# DF: New Japanese MMA Promotion VOLTAGE To Implement PRIDE Rules With Elbows



## Clark Kent (Oct 28, 2010)

*New Japanese MMA Promotion VOLTAGE To Implement PRIDE Rules With Elbows
By snakerattle79 - 10-25-2010 02:40 AM
Originally Posted at: Deluxe Forums*
====================

New Japanese MMA Promotion VOLTAGE To Implement PRIDE Rules With Elbows | Steve Rattlesnake

On November 27th at Differ Ariake in Tokyo a new MMA promotion called VOLTAGE will hold their first event.

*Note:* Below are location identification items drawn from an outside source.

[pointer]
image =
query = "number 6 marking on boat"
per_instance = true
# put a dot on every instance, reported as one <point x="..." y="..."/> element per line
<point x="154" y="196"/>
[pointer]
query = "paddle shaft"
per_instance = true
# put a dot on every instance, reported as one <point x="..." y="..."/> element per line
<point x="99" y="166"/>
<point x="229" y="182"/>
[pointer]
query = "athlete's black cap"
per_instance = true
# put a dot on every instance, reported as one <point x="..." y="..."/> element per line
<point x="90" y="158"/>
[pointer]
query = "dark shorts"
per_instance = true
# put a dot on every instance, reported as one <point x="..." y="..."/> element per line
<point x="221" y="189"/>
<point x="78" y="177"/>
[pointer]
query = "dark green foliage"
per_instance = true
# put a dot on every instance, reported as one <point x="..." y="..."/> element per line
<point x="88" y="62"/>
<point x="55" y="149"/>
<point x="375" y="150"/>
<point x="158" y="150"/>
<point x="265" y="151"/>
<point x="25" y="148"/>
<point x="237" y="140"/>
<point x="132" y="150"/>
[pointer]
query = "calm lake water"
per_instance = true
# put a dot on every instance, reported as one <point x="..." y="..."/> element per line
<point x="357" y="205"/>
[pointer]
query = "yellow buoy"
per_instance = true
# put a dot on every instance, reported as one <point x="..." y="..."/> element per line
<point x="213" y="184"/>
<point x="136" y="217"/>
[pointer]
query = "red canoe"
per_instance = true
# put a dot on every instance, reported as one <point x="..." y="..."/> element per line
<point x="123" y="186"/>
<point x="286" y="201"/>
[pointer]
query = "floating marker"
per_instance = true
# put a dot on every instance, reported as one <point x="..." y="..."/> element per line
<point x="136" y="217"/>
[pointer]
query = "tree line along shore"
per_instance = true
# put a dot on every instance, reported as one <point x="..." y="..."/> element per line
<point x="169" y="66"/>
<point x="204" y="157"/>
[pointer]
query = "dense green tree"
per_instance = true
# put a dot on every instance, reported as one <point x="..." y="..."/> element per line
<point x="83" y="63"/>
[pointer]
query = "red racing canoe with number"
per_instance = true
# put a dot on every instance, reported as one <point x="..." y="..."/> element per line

The rules for the promotion will be PRIDE rules (without the 10 minute first round) plus elbows. Soccer kicks, stomps, knees to the head of a grounded opponent, and elbows will all be legal.

This promotion seems to put heavy focus on the fighters and their lives. They make it a clear point that they are producing videos/documentaries on the fighters and their way of life, with all of its dark and light days.

Their first event will have a fight between undefeated GRABAKA fighter Ryota Masuda and Yasuhiro Kanayama, and BJJ black belt Tetsuya Kondo is planned to make his MMA debut at the event as well.

They already have a couple of videos up on fighters on their website.

Looking at the first card thus far their level is below Pancrase, DEEP, Shooto, etc. Around HEAT if they can find 1-2 fighters who are somewhat known.


Read More...


----------



## Tez3 (Oct 29, 2010)

Sounds promising, I'll have to find a way of watching it though.


----------